He learns a lot of new things. That Baekhyun was injured. That X-22’s paranormal pair was kidnapped and held hostage, just as Chanyeol was. That Yifan was trying to rescue him, like Chanyeol always believed he would. That he just couldn’t do it in time. That Luhan’s been inside X-22 this whole time, looking for him, searching for a way to save him, just out of sight.

He learns that Luhan is here now, at the storehouse with Jongin and his conjurer partner, because the real reason Chanyeol was broken out of jail was because they need him to make a new container to hold the whole fucking plague.

“What if I can’t do it?” he asks, dazed, feeling panic build in his chest. “What if I just can’t?”

“Chanyeol,” Kyungsoo says, voice low, soothing. “You took apart and put back together a working piece of high-tech, century-old machinery. I know you can do it.”

Chanyeol swallows hard, hands shaking. “I have to, don’t I.” It’s not a question.

Five faces stare back at him. They don’t say anything, but that’s confirmation enough.

The storehouse looks exactly how Chanyeol left it. His tools are lined up on the floor and along the walls, his blueprints are spread out around them; there is still mold in the corners, oil stains next to where his bed used to lie.

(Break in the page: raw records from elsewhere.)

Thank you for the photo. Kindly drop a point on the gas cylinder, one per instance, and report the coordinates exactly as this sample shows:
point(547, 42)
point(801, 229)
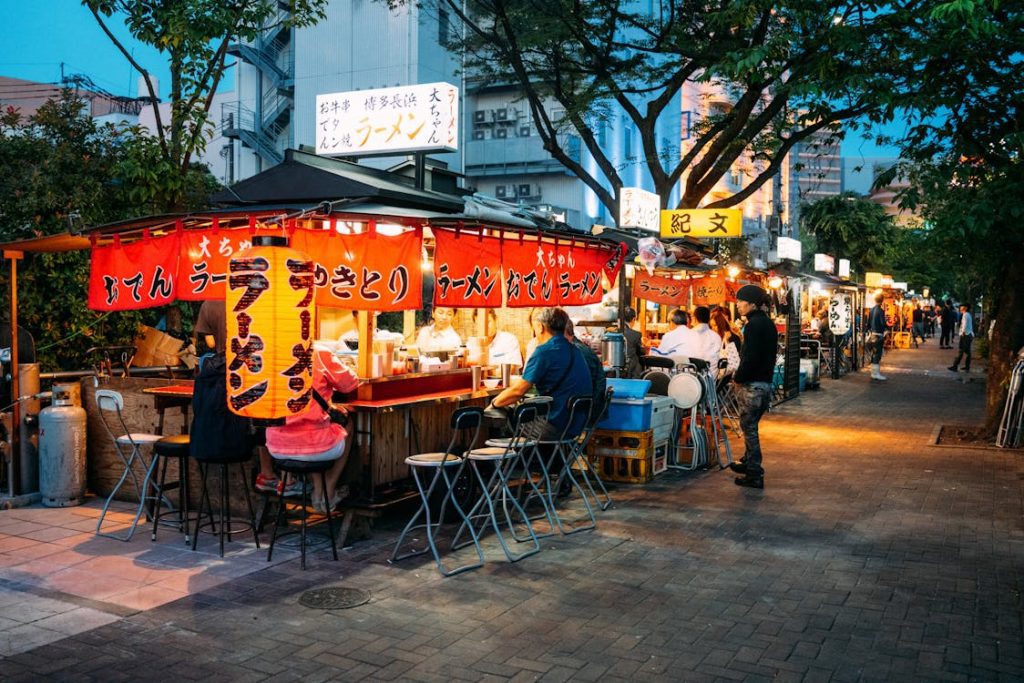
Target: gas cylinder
point(61, 452)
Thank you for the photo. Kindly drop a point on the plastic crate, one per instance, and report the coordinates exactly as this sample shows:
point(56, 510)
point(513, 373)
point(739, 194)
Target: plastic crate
point(623, 469)
point(624, 388)
point(629, 414)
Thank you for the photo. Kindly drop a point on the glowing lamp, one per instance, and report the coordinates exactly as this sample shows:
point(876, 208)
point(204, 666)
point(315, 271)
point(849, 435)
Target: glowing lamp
point(269, 330)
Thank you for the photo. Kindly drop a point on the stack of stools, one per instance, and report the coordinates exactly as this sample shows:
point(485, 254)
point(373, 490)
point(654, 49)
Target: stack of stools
point(444, 469)
point(496, 491)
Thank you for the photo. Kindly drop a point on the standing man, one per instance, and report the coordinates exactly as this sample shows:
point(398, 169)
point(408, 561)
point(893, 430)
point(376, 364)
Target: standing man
point(967, 338)
point(877, 328)
point(753, 380)
point(946, 325)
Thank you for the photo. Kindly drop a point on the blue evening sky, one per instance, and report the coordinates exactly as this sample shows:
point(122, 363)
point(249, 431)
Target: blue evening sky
point(38, 35)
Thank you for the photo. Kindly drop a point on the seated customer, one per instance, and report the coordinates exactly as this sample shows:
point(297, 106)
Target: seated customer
point(557, 369)
point(311, 435)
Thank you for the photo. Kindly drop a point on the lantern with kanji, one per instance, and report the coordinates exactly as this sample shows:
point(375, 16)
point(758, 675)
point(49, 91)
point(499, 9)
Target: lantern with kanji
point(269, 330)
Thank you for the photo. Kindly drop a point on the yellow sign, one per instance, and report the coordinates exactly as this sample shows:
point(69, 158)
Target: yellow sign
point(702, 223)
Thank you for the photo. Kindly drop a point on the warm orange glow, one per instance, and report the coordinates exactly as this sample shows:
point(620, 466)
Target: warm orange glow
point(269, 332)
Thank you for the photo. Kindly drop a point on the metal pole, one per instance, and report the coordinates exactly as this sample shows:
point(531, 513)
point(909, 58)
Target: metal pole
point(14, 473)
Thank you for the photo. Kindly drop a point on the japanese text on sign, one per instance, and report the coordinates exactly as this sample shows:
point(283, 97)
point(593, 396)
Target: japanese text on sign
point(702, 223)
point(415, 118)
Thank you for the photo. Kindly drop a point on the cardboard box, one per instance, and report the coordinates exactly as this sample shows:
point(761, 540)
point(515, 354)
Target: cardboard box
point(154, 347)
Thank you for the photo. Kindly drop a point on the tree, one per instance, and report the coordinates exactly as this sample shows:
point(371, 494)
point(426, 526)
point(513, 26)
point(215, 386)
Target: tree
point(791, 70)
point(195, 36)
point(964, 157)
point(849, 226)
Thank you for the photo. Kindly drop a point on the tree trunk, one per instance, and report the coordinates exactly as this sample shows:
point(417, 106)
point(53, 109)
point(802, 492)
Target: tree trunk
point(1009, 312)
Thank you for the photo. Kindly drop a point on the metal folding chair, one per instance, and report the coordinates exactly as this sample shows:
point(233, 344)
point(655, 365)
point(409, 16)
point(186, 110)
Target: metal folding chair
point(129, 447)
point(445, 466)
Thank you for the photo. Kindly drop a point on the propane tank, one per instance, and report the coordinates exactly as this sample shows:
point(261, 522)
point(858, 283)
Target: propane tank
point(61, 452)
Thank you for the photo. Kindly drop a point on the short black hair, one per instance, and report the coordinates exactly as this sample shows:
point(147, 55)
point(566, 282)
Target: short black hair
point(554, 319)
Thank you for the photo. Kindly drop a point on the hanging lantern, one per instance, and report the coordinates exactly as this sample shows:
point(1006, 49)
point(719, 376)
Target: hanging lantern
point(269, 330)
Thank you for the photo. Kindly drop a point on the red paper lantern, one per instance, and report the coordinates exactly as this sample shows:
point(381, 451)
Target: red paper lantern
point(269, 330)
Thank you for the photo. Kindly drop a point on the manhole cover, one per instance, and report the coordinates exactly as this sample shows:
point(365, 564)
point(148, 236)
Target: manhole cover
point(336, 597)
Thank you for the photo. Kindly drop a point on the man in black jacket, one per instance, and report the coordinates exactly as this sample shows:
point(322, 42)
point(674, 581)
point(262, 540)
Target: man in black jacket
point(754, 380)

His friends and rescuers slide through the gap in the door that Luhan has opened for them, the lock a mangled mess on the hard ground, and look around in wonder and horror.

“This is where you lived?” Baekhyun asks, holding onto Yixing’s hands as he struggles to his feet.

“Yeah,” Chanyeol sighs. “Home sweet home.”

“I’m sorry,” Kyungsoo says quietly, eyes cast down.

Chanyeol shakes his head. “It wasn’t your fault.” He turns, finds his puzzle box on his old desk. “Damn, they really did a number on that thing.”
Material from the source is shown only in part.